Çocuğunuzun vereceği cevap sizin için kabul edilemez bir seçenek haline geldiyse, bu soruyu sormanız aranızdaki güven ilişkisini zedeleyebilir.
Uyum Süreci
Okula uyum süreci her çocuk için farklıdır. Bazı çocuklar için bu süre üç gün iken bazı çocuklar için iki hafta olabilir. Önemli olan bu zaman diliminde ebeveyn olarak sizin ve okulunuzun yaklaşımıdır.
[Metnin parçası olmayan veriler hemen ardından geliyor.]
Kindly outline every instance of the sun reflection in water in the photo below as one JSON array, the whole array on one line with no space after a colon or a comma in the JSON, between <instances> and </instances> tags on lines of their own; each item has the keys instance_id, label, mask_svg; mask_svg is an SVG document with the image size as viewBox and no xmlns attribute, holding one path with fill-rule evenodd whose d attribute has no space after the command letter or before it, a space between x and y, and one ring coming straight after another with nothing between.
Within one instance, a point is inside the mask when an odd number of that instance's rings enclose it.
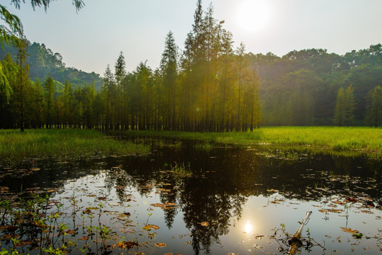
<instances>
[{"instance_id":1,"label":"sun reflection in water","mask_svg":"<svg viewBox=\"0 0 382 255\"><path fill-rule=\"evenodd\" d=\"M247 220L247 223L244 226L244 232L248 234L252 234L253 230L253 225L250 221Z\"/></svg>"}]
</instances>

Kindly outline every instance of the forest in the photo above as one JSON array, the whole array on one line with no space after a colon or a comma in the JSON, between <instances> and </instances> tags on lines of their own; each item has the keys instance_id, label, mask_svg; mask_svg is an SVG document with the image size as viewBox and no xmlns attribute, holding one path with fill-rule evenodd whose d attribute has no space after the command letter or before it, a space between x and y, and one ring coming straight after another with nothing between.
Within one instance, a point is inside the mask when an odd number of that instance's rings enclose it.
<instances>
[{"instance_id":1,"label":"forest","mask_svg":"<svg viewBox=\"0 0 382 255\"><path fill-rule=\"evenodd\" d=\"M234 48L224 21L198 2L184 49L170 31L158 68L126 71L121 52L103 77L65 67L23 40L4 45L0 128L247 131L271 125L382 125L382 45L344 55L282 57Z\"/></svg>"}]
</instances>

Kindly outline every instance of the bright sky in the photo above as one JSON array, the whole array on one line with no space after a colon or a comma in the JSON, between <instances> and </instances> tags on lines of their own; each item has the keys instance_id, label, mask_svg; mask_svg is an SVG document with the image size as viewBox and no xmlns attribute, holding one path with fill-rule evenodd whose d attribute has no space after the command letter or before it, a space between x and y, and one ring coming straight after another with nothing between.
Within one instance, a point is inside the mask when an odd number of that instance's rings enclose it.
<instances>
[{"instance_id":1,"label":"bright sky","mask_svg":"<svg viewBox=\"0 0 382 255\"><path fill-rule=\"evenodd\" d=\"M8 1L10 2L10 1ZM31 42L62 55L67 67L103 75L123 52L128 71L141 61L159 66L171 30L183 49L196 0L72 0L33 11L30 3L9 10L21 18ZM206 10L210 1L203 1ZM247 52L282 56L293 50L327 49L343 55L382 43L381 0L213 0L215 18ZM3 4L5 4L3 3Z\"/></svg>"}]
</instances>

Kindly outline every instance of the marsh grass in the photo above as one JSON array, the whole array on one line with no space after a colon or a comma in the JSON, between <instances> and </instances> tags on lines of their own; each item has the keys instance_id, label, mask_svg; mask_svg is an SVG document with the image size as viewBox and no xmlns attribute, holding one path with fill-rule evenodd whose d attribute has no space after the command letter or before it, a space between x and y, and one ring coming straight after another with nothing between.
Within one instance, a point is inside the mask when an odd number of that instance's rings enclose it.
<instances>
[{"instance_id":1,"label":"marsh grass","mask_svg":"<svg viewBox=\"0 0 382 255\"><path fill-rule=\"evenodd\" d=\"M266 127L253 132L128 131L127 135L191 139L240 147L277 147L309 153L381 159L382 129L368 127Z\"/></svg>"},{"instance_id":2,"label":"marsh grass","mask_svg":"<svg viewBox=\"0 0 382 255\"><path fill-rule=\"evenodd\" d=\"M150 147L117 141L94 130L0 130L0 159L88 158L97 155L145 154Z\"/></svg>"},{"instance_id":3,"label":"marsh grass","mask_svg":"<svg viewBox=\"0 0 382 255\"><path fill-rule=\"evenodd\" d=\"M170 167L172 172L178 176L189 177L192 176L190 162L186 164L184 162L179 164L175 162L174 164L172 164Z\"/></svg>"}]
</instances>

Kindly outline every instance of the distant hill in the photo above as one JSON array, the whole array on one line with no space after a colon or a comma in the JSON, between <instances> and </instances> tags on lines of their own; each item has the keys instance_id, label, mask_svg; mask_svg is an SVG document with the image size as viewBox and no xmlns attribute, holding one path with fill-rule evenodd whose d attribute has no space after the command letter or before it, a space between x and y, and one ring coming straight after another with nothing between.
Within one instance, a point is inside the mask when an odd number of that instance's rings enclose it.
<instances>
[{"instance_id":1,"label":"distant hill","mask_svg":"<svg viewBox=\"0 0 382 255\"><path fill-rule=\"evenodd\" d=\"M0 60L3 60L9 52L16 62L18 50L13 46L4 45L4 50L0 48ZM83 86L85 84L94 82L97 89L100 89L103 84L100 75L95 72L88 73L78 70L74 67L65 67L62 62L62 57L60 53L54 53L47 48L45 44L29 42L27 50L27 62L29 63L30 76L32 80L39 78L43 82L49 74L57 81L64 84L67 79L72 85Z\"/></svg>"}]
</instances>

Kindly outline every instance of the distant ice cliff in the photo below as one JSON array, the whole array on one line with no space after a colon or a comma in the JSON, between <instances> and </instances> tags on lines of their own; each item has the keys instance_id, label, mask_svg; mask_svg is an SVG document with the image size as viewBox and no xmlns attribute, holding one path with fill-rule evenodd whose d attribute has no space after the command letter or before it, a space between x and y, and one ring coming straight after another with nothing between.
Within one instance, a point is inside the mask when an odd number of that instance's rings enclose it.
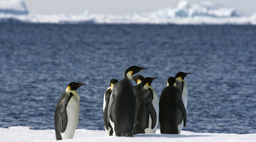
<instances>
[{"instance_id":1,"label":"distant ice cliff","mask_svg":"<svg viewBox=\"0 0 256 142\"><path fill-rule=\"evenodd\" d=\"M28 13L26 4L23 0L0 0L0 13L23 15Z\"/></svg>"},{"instance_id":2,"label":"distant ice cliff","mask_svg":"<svg viewBox=\"0 0 256 142\"><path fill-rule=\"evenodd\" d=\"M3 0L2 1L7 1L7 0ZM256 25L256 14L254 14L250 17L245 17L242 14L242 12L237 11L234 8L226 7L209 2L194 2L182 0L175 8L168 7L155 11L134 13L121 16L90 14L86 10L84 13L79 15L29 14L17 15L17 14L22 14L21 13L24 13L24 14L28 13L25 3L22 0L11 0L10 1L12 2L13 4L9 3L9 5L11 5L11 7L7 6L8 4L4 4L5 6L0 4L1 5L0 6L0 22L11 21L59 24ZM2 3L3 2L2 1ZM12 13L2 12L1 13L1 11L6 9L12 11Z\"/></svg>"}]
</instances>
Çocuğunuzun öğretmeni ile bağ kurmasını beklemeden yanından gizlice uzaklaşmak, doğru olmayan bilgiler verip sakinleşmesini beklemek aranızdaki güven ilişkisini zedeleyecektir. Uyum sürecinde, çocuğunuzun güvendiği bir yetişkin ile birlikte okulda birkaç saat geçirmesi daha sonra okuldan birlikte ayrılmaları öğretmeni ile bağ kurması için iyi bir başlangıç olabilir. Bu sürecin sonunda okuldan ayrılacağınızda çocuğunuza bunu net bir şekilde söylemeniz gerekir. Doğru olmayan bir bilgi günü kurtarabilir fakat uzun vadede okula olan bakış açısını etkiler ve size olan güvenini zedeler.
İlişkiler
Öğretmenler çocuklarımız üzerinde bizi şaşırtan bir etki bırakırlar. Bu etkiyi zaman zaman bazı durumlarda kullanmak iyi bir fikirmiş gibi gelebilir. Örneğin, çok istediği bir oyuncağı, öğretmeninin kızacağını söyleyerek almaktan vazgeçirme düşüncesine kapılabiliriz. Ya da evin içinde tekrarladığı istenmeyen bir davranışı bitirmek için çocuğumuzu öğretmenine ‘şikayet etmek’ isteyebiliriz. Böyle zamanlarda kendimize ‘dur’ demekte yarar var. Yeni öğretmeni ile bağ kurma sürecinde olan ya da güvenli bir bağ kurmuş çocuğumuzu kontrol etmek için öğretmenin otoritesinden yararlandığımızda öğretmenin kızabilir olduğuna dair bir mesaj veririz. Öğretmene yönelik bu algısı çocuğumuzun öğretmene bakış açısını olumsuz bir şekilde etkileyebilir ve güven ilişkilerini zedeleyebilir.
Beklenti
Okulun ilk zamanlarında çocuğumuzun okulda ne yaptığını çok merak edebiliriz ve gününü paylaşması için beklenti içeren birçok soru sorma hatasına düşeriz. “Sebzeni bitirdin mi?”, “Arkadaşlarınla mı oynadın; yalnız mı?” gibi. Bu sorular çocuğunuzun beklentiyi hissedip kendisini ifade etmesini engelleyebilir. Böyle durumlarda ısrarcı olmamakta yarar var. Bilgiye ulaşmanızın gerekli olduğu durumlarda öğretmen ile iletişim kurmayı deneyebilirsiniz.